Tuesday, September 05, 2006

More on splogs, RSS feeds and Web2.0

I learnt a new word last weekend and discovered that some people on the Net believe I am a criminal.

As you may have seen in a recent post on this Blog, I was asked by another Blogger why their material was all over a web site I run, GrantAvenue.co.za. The Blog was headlined, as I remember, “Copyright or Copycat.” I was accused of copying material into my website and passing it off as my own work. If they’d known that their material was also available on a number of other sites and that I was using a more complex duplication system than “cut and paste”, perhaps the polite email I received would have been slightly more acrid.

But it’s all better now. Mushypeasontoast.blogspot.com (an award winning Blog, I hasten to add) and I have exchanged emails and I’m pleased to say I’ve been invited to parse the peas RSS feed into the database again.

The word I learnt was splog. When I looked at the mushypeasontoast Blog, I saw that a number of anonymous posters had taken it upon themselves to find me guilty of that most heinous of Internet crimes: stealing intellectual property in order to waste people’s time and make money. I followed a link to a Blog that swore undying hatred and an unremitting search for extreme vengeance on anyone who copied their material, unless the author got paid.

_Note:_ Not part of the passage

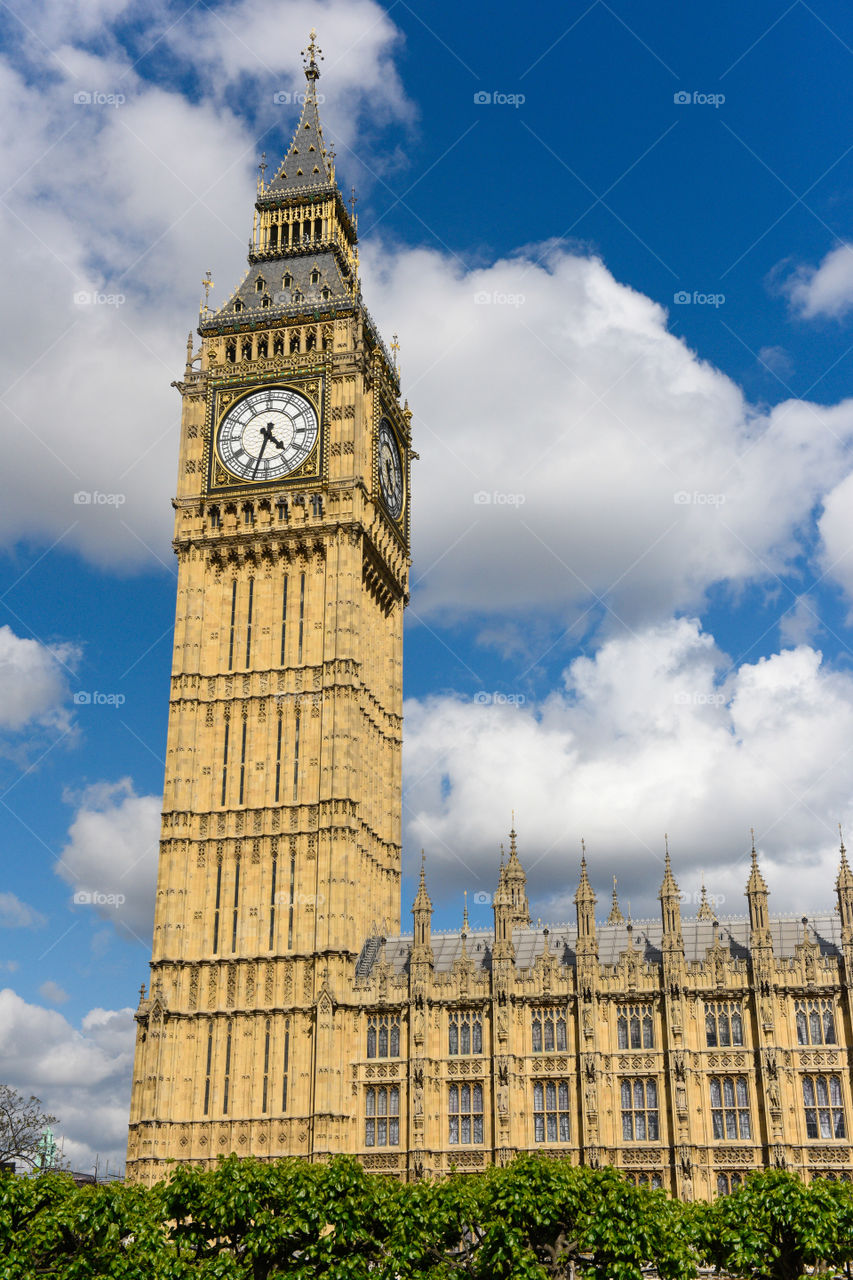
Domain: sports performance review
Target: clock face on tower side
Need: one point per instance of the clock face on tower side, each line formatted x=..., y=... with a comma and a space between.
x=267, y=434
x=391, y=480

SHOCK, HORROR, PROBE!! I was, apparently a “splogger.”

I knew the juxtaposition of s(pam) and (b)log couldn’t be good, but I had to look the word up to see what it was I was doing wrong. Here’s the current Wikipedia definition of a splog


“Spam Blogs, sometimes referred to by the neologism splogs or Blam!, are weblog
sites which the author uses only for promoting affiliated websites. The purpose
is to increase the PageRank of the affiliated sites, get ad impressions from
visitors, and/or use the Blog as a link outlet to get new sites indexed. Spam
Blogs are a type of scraper site, where content is often nonsense or text stolen
from other websites. These Blogs contain an unusually high number of links to
sites associated with the splog creator which are often disreputable or
otherwise useless websites.”

Now in case you’ve never seen GrantAvenue.co.za, its about thirty pages; about five relate to the actual Grant Avenue, in Norwood, Johannesburg and the rest are simply pages of recent news (and Blog) articles, directly linked to the original source.

So as far as I could see I was I was good on the major identification pointer for this new animal, a splog. Nearly all links in the grantave.co.za system are directly to the actual news sources. In fact currently there are over 250,000 links to external websites, one for every article, completely unrelated to GrantAvenue.co.za itself. I think there are two links to external websites that I have built.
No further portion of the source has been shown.